The Death of Search
It was just over 1 year ago when Guy Kawasaki asked the Santa Cruz Works audience to raise their hands if they were still using Google Search. There was a deafening silence of raised hands. And then he asked how many use ChatGPT instead of search, and more than 200 hands were raised. Event: Remarkable AI
That moment, half a joke and half a reckoning, captured something profound. We are living through the first real disruption to the search paradigm in two decades. For years, SEO was the game: optimize keywords, build backlinks, structure pages so the Google crawler understood them. It was part science, part dark art. And then, seemingly overnight, the ground shifted.
The death of search—or its mutation
The numbers tell the story. Over the past year, Google’s global market share slipped below 90% for the first time in a decade. Referral traffic to publishers dropped 15% or more. Zero-click searches—where users see an AI-generated answer and never leave the search page—spiked. News organizations saw billions in traffic evaporate.
But here’s the important thing: users aren’t searching less. They’re searching differently. They’re asking questions of models, not indexes. And when you ask ChatGPT or Gemini or Claude, you don’t get ten blue links. You get an answer. That’s the new interface for knowledge.

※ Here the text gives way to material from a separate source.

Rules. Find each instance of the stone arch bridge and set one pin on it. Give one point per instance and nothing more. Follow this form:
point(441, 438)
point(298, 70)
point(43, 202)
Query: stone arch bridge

Generative Engine Optimization (GEO): the new arms race
If search is mutating, so too must strategy. Traditional SEO assumes human eyes scanning a results page. But AI assistants “read” differently: they parse structured data, they value clarity, authority, and freshness in ways that echo, but don’t mimic, Google’s algorithms.
Generative Engine Optimization (GEO) is the emerging discipline for this world. It’s about ensuring your brand, your business, your narrative is present when AI answers. That means feeding trust signals—citations, schema markup, credible PR—into the bloodstream of the web so that AI models surface your content, not a competitor’s. Read: Why Your Business Can’t Ignore GEO
The stakes are existential. In a world where 200 people in a room raise their hands for ChatGPT and not Google, if you’re not GEO-ready, you may be invisible.
Cloudflare and the fight over content
This is why Matthew Prince at Cloudflare talks about “Content Independence Day.” By default, their servers now block AI crawlers unless publishers opt in, and they’re experimenting with pay-per-crawl systems. The logic is simple: content is the raw material of these models. If publishers die, the models starve. The ecosystem needs compensation.
Prince sketches three futures: content collapse, AI companies owning content outright, or a sustainable model where publishers are paid. The third, he argues, is most likely—and most necessary. But the path there runs through experiments like Cloudflare’s, through negotiations over licensing, through pressure from publishers whose traffic is bleeding away.
Automating the frontlines of engagement
And while the top of the funnel is being restructured by GEO and AI overviews, the sales function itself is being remade. Santa Cruz-based Tuul Technologies is one example: using AI agents to handle prospecting, qualification, and even early customer engagement. Instead of armies of BDRs dialing phones, companies deploy AI that speaks in their voice, at scale, instantly.
It’s all of a piece: the interface for how we find, surface, and engage with information is shifting from human-curated to AI-mediated. The decline of search is the story we notice, but the rise of generative engines—both in discovery and in commerce—is the story that matters.
The pivot point
So, where does this leave us? With a paradox. Never has content mattered more—because AI engines need it. Yet never has content felt more precarious—because the traffic and dollars that sustained it are draining away. The winners will be those who embrace GEO, demand compensation, and rethink engagement itself.
The silence when Guy Kawasaki asked about Google was telling. The raised hands for ChatGPT were louder. We are at the pivot point.